Today’s YouTube Tuesday clip comes from 2nd November 1968, when Sammy Davis, Jr. hosted an episode of The Hollywood Palace. Sammy had just returned from a European tour after finishing the West End run of Golden Boy in London. He returned to an America in turmoil.
Sammy chose to close the show with “Peace, Brother, Peace”, a song which had been recently recorded by Bill Medley (best known as one half of The Righteous Brothers) and went on to become a Top 40 hit. The song was written by the legendary songwriting team of Barry Mann and Cynthia Weil, and, 50 years on, its lyrics still hit home:
No more talking, everything we say, it has been said before
Time for feeling, reaching down into your heart, and even more
Time for changing, the man that you are
We gotta get together, do a little giving
Change our way of thinking, change our way of living
And Lord, Lord, we’ve got to stop the hating, and no time left for crying
When the kids are going hungry, and the good men are dying
The full episode featured Aretha Franklin (who does a soul duet with Sammy), sunshine pop group Spanky & Our Gang, child actor Johnny Whitaker, comedian Corbett Monica, and singer-guitarist John Bassett, and can be found on YouTube. Sammy also sings “MacArthur Park” and “I’ve Gotta Be Me”.

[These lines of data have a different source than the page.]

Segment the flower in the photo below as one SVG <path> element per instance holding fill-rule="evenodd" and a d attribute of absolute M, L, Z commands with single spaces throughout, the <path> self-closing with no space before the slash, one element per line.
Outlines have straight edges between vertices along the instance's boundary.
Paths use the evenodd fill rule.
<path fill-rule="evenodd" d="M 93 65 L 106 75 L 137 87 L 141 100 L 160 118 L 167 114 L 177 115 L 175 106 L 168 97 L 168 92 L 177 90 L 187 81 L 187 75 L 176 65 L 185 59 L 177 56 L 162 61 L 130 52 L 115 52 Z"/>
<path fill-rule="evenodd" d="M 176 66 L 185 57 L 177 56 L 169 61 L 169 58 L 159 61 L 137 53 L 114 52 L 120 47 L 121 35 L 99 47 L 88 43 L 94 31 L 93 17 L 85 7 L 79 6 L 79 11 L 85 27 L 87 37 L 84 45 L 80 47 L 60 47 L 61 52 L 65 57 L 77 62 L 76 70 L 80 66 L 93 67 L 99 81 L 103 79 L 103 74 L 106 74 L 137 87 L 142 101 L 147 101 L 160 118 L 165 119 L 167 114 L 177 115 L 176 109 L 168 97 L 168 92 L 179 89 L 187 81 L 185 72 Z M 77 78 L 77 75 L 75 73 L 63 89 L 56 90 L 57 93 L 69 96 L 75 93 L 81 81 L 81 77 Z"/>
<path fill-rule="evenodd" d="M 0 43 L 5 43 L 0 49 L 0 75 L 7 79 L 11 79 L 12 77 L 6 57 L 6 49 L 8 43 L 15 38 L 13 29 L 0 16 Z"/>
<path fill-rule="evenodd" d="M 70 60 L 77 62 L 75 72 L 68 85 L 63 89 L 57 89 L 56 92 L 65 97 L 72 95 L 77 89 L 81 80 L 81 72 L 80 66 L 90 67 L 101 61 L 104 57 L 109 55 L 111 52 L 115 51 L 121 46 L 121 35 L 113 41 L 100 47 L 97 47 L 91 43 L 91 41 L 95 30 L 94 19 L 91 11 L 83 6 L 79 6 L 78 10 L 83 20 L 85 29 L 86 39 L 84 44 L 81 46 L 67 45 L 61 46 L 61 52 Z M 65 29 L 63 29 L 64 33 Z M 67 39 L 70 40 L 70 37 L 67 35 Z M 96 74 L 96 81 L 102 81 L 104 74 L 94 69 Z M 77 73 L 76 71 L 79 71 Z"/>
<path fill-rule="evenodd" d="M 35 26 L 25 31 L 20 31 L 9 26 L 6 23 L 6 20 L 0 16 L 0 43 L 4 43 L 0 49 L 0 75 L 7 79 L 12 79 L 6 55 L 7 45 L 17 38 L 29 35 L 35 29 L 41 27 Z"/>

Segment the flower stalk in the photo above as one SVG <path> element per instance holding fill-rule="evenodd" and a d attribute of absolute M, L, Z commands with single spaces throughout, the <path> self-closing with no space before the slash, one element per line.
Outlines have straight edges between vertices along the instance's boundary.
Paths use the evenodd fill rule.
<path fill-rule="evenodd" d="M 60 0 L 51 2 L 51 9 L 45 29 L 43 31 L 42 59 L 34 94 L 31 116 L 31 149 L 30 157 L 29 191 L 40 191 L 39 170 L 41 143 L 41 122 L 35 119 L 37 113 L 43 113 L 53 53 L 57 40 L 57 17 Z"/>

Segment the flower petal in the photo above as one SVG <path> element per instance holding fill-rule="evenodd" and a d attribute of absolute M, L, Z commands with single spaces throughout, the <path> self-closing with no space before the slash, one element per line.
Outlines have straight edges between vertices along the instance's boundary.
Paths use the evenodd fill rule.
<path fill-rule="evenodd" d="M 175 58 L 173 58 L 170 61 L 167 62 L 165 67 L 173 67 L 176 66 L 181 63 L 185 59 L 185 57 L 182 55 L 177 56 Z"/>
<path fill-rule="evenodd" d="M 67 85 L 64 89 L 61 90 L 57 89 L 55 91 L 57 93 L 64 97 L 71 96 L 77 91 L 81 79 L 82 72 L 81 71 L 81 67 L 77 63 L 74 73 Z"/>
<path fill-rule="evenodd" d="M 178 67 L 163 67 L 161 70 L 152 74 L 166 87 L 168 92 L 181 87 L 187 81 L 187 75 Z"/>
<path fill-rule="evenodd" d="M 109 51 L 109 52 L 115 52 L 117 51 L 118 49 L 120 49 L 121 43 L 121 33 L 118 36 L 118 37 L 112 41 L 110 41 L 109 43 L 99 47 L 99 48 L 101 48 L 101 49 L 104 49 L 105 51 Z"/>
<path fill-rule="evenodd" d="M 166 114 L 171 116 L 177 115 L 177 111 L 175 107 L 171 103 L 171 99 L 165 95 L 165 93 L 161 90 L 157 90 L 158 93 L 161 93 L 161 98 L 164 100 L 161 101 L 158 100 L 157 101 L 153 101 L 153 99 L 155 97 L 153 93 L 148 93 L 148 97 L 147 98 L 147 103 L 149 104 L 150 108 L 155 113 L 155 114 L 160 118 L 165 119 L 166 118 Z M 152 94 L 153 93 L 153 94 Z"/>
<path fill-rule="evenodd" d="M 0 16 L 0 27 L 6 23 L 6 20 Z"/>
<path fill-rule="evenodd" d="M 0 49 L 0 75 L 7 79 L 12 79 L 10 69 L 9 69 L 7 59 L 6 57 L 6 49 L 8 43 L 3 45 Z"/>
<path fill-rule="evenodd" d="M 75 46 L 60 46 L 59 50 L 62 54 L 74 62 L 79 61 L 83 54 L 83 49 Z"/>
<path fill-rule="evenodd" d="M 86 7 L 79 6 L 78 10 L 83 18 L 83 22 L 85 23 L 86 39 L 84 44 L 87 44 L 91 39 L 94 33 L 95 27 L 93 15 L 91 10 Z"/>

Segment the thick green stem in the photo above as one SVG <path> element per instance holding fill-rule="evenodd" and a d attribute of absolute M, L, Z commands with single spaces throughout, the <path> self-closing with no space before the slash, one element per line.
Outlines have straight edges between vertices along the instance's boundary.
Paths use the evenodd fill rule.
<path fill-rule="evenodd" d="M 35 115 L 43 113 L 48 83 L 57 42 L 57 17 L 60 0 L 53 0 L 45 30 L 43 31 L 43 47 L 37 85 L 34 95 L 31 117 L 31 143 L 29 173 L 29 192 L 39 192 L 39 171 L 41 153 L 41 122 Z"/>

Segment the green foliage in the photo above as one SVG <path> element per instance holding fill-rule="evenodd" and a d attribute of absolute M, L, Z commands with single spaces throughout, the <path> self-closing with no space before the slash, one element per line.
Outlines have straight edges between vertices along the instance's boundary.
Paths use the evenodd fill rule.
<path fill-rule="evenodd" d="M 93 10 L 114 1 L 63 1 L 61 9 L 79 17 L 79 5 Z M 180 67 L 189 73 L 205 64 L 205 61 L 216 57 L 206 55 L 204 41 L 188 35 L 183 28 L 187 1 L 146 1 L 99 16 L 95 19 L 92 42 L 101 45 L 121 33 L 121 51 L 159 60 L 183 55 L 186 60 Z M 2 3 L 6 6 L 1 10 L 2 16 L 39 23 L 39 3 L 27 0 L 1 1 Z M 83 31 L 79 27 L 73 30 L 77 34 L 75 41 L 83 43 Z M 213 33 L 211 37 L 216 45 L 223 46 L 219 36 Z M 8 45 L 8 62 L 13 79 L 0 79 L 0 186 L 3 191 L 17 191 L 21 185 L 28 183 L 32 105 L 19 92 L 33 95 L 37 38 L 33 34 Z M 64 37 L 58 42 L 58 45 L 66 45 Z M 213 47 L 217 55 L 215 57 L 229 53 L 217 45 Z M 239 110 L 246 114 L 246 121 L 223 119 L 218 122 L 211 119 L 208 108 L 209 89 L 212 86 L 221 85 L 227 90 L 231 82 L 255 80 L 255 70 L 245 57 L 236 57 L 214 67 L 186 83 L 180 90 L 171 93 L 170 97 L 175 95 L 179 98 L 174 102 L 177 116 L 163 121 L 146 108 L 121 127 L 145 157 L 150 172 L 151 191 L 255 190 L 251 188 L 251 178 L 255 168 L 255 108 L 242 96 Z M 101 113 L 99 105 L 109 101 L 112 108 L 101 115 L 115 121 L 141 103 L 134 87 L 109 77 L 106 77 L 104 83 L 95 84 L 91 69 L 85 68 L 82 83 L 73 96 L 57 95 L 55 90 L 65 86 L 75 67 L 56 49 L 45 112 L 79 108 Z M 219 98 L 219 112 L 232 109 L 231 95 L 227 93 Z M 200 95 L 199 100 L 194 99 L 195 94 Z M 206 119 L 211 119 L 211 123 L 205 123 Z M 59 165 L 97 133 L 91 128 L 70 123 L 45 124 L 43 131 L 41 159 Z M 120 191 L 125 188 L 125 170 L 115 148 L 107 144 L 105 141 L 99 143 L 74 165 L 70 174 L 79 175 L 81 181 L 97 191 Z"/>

This is a fantastic site for Sammy Davis Jr. Wonderfully done!
I think another reason Sinatra gave Davis, Jr. the cold shoulder in the mid-’70’s era wasn’t just the drugs,
but also him hanging out with Church of Satan founder LaVey & starring in a satanic-themed film.
As Sinatra was angered that Mia Farrow starred in pedophile Polanski’s satanic film ‘Rosemary’s Baby’
against his wishes, it stands to reason Frank wouldn’t be thrilled with Sammy being in such company.
I always wondered what New Age MacLaine thought of that when she was still chumming with the Rat Pack.
Anyway it’s a part of Sammy Davis Jr.’s life that, however sad or brief, shouldn’t be ignored.
As the great man said, he “wanted to experience everything!”
Possibly – Sammy has been very open over the years about that aspect of his life and the extent of his involvement. Others choose to focus on it today as if it were some kind of secret or conspiracy, which is relentlessly annoying. We have mentioned the issue on our biography pages and will address it further on the blog one day I’m sure.